Agli inizi settembre il presidente della Sardegna, Christian Solinas, ha dichiarato che i turisti negli ultimi tre mesi erano stati 3,6milioni e che si prevedeva una stagione lunga, fino ad ottobre almeno. Un sovraffollamento delle città e delle spiagge che mi hanno spinto verso l’interno, nella Barbagia, regione montuosa ai lati del Gennargentu dove si rifugiarono e resistettero i sardi quando arrivarono cartaginesi e romani, impervia, aspra, con una cultura arcadica e millenaria che sembra, per chi viene da fuori, sempre lì, a portata di mano, anche solo osservando i volti scavati di chi parlotta ai crocicchi.
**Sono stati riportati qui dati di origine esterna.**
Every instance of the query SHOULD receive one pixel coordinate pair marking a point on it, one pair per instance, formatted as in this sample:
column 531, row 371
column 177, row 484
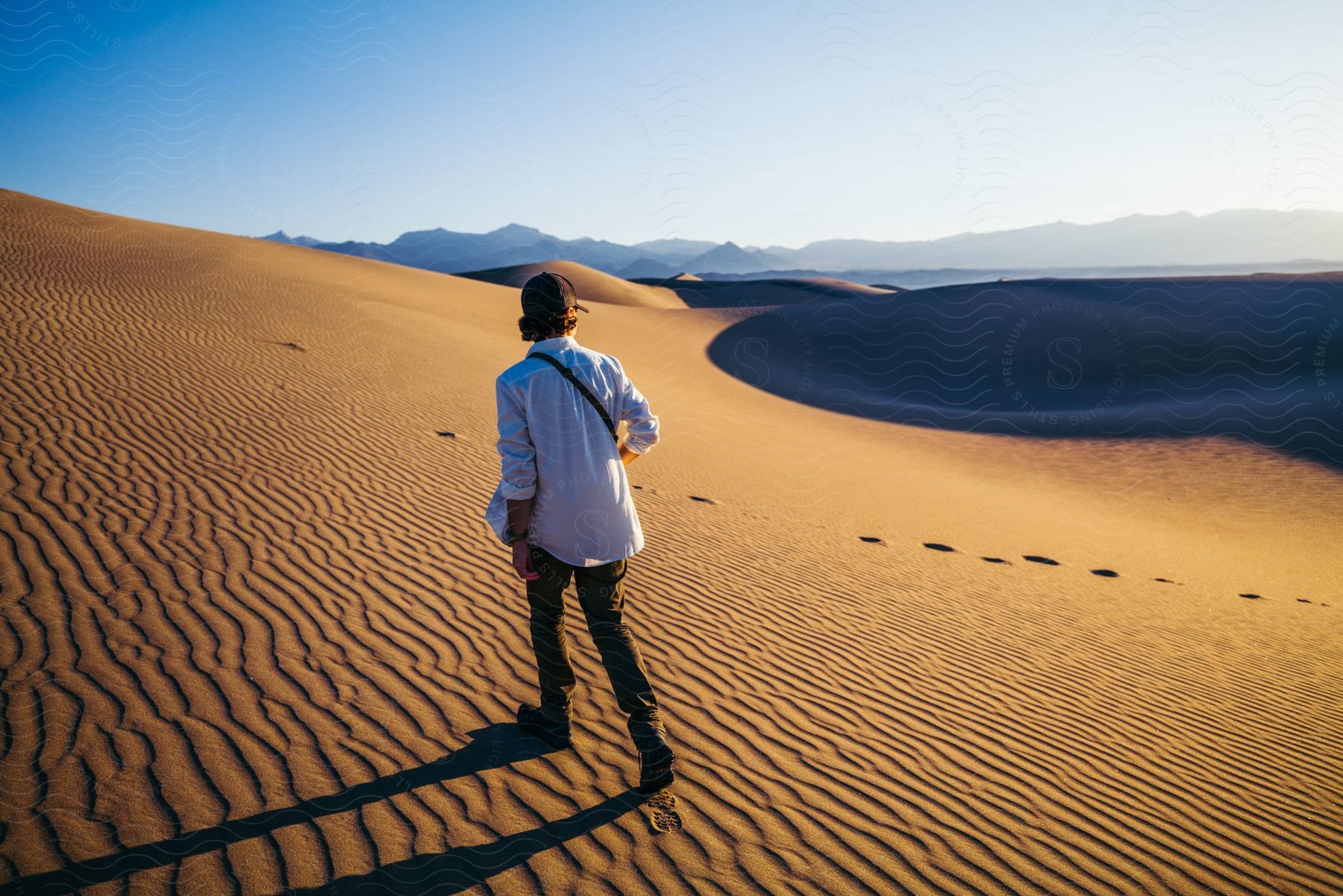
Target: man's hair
column 535, row 328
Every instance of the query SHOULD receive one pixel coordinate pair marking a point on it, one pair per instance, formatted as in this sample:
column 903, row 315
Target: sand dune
column 1257, row 357
column 257, row 637
column 755, row 293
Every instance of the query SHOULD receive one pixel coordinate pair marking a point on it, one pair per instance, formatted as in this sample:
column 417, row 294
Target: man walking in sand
column 564, row 505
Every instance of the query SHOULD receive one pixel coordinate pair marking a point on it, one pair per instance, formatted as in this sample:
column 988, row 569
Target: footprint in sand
column 663, row 815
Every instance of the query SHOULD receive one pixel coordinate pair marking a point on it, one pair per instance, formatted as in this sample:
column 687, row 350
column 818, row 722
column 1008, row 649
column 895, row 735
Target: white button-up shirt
column 555, row 448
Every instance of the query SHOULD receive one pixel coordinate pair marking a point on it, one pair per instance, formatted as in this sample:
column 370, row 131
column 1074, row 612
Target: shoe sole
column 658, row 777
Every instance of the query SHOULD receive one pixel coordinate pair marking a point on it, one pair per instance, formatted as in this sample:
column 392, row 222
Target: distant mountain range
column 1236, row 241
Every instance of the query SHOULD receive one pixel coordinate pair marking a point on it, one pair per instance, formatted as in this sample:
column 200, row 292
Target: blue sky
column 765, row 122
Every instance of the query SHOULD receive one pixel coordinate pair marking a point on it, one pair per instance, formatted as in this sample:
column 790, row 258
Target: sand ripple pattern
column 254, row 637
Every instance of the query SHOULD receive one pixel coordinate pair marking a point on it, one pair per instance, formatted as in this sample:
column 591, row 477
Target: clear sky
column 759, row 121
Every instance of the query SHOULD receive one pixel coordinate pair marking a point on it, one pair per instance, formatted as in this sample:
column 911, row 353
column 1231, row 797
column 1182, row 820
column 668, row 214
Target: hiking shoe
column 554, row 734
column 656, row 768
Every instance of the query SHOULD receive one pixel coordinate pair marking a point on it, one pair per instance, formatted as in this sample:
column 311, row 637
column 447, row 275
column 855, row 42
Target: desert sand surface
column 258, row 639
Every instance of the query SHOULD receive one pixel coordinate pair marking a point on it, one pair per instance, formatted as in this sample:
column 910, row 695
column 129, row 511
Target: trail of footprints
column 1029, row 558
column 1044, row 560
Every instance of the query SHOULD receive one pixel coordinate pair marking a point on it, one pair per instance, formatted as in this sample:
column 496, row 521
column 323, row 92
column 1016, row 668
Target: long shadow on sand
column 450, row 872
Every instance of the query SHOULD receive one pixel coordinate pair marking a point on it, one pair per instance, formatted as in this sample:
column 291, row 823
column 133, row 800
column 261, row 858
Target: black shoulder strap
column 587, row 394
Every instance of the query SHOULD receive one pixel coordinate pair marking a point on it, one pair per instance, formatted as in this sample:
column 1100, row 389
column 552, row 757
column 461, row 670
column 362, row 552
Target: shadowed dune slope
column 257, row 639
column 591, row 283
column 1257, row 357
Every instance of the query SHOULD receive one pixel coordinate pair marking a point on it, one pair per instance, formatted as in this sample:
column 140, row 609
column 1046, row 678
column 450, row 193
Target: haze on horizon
column 755, row 122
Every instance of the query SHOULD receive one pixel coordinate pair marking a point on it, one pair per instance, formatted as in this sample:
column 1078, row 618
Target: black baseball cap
column 548, row 293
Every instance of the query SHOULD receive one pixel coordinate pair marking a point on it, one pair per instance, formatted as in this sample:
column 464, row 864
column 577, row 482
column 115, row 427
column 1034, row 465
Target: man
column 566, row 508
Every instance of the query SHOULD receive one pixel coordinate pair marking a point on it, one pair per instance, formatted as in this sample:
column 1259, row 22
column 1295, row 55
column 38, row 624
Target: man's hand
column 523, row 560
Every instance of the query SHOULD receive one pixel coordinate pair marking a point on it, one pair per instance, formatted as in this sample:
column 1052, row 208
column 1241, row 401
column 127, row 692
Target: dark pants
column 602, row 597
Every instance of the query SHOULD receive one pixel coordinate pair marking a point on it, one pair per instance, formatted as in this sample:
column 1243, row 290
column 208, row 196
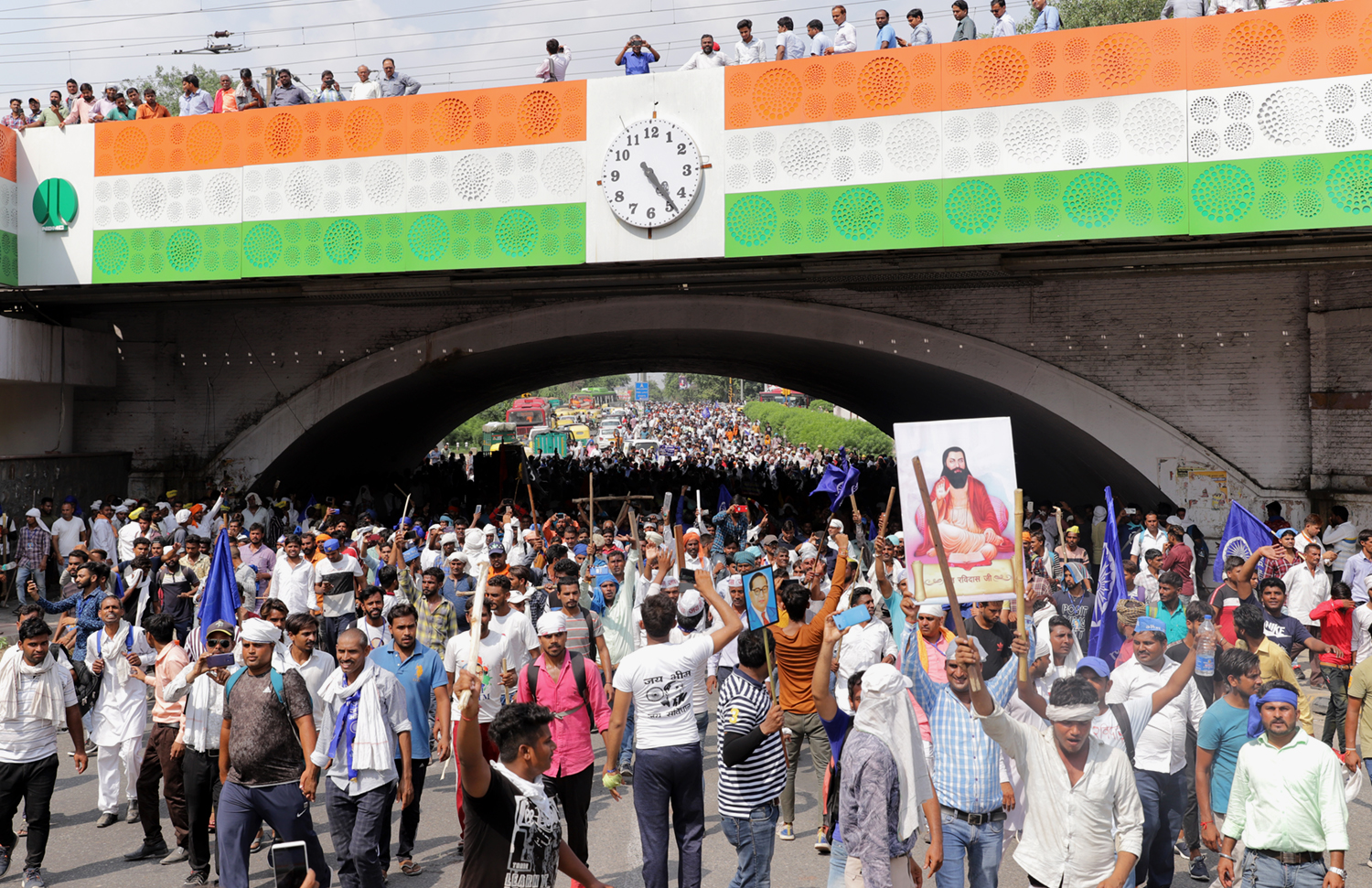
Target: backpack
column 1125, row 729
column 578, row 665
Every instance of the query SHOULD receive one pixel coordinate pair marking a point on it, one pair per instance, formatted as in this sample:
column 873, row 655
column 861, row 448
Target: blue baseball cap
column 1095, row 665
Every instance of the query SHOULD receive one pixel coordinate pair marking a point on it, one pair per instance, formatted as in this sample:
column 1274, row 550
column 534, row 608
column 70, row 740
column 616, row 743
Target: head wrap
column 1276, row 695
column 552, row 624
column 888, row 714
column 689, row 603
column 261, row 632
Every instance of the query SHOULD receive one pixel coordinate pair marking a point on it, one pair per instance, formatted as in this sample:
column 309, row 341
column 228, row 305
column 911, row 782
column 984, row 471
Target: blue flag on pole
column 1105, row 629
column 221, row 597
column 1243, row 534
column 839, row 481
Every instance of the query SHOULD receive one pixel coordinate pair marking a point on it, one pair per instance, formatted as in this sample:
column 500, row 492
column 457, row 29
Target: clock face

Basterebbero le inclinazioni secolari degli abitanti o il favore delle greggi di pecore che spuntano sulla strada, i cavalli liberi, i boschi di leccio da sughero depilati fino a metà del tronco o le lunghe siepi di fichi d’india a incorniciare giardini, per riempire pagine di impressioni.

Da Cagliari, in quasi tre ore, si raggiunge Bitti, in provincia di Nuoro. L’occasione è stata «Autunno in Barbagia», un festival itinerante che dal 2001 si snoda nei vari paesi, Oliena, Sarule, Dorgali, Tonara e così via, per un totale di 32 eventi, da settembre al 18 dicembre, durante i fine settimana. Primo appuntamento proprio a Bitti, 2500 abitanti in un promontorio circondato da colline irregolari che, malgrado la siccità, il sole vivido di quei giorni restituiva cangianti. Colline che sembrano un riparo e buone per il trekking ma che, complice due torrenti «tombati», hanno cancellato il paese nell’alluvione del novembre 2020 causando tre vittime, Piazza Asproni diventò un lago di fango mentre oggi è tornato il bianchissimo salotto della città dove i bambini si rincorrono senza sosta. Da lì parte corso Vittorio Veneto e con una mappa si possono seguire una quarantina di punti in cui apprezzare e conoscere l’enogastronomia e le tradizioni: torrone, tzitzoneddos, strumenti musicali, pelli, erbe essiccate, gurugliones, formaggio arrosto, degustazioni, cestini, purputza di maiale, eccetera. Un’intensa miscellanea di sapori, odori e di riconoscenza verso chi si ferma, tanto che negare l’offerta di un biscotto o di una forchetta su cui è infilzata una costina appena grigliata, parrebbe un grave sgarro. Uno degli appuntamenti principali, scopro lì, è «S’Isposu», la rappresentazione di un matrimonio tradizionale di una giovanissima coppia, con tanto di cerimonia, corteo e balli sardi, qualcuno rompe un piatto, c’è chi brinda. Il lungo copricapo nero, le coppole, le camicie e i gilet degli uomini si alternano ai coloratissimi scialle viola e ai corsetti blu, gialli, verde delle donne. Tutto ha il sapore della terra e la complessità del paganesimo, fra i vicoli stretti riecheggiano melodie gutturali dalla solennità religiosa, Bitti è il paese dei cantu a tenores, quattro voci ad evocare il muggito, il belato, il suono del vento e infine la parola. Peter Gabriel venne qui a incontrare i Tenores, pare che domandò se non fosse invece atterrato a Cuba.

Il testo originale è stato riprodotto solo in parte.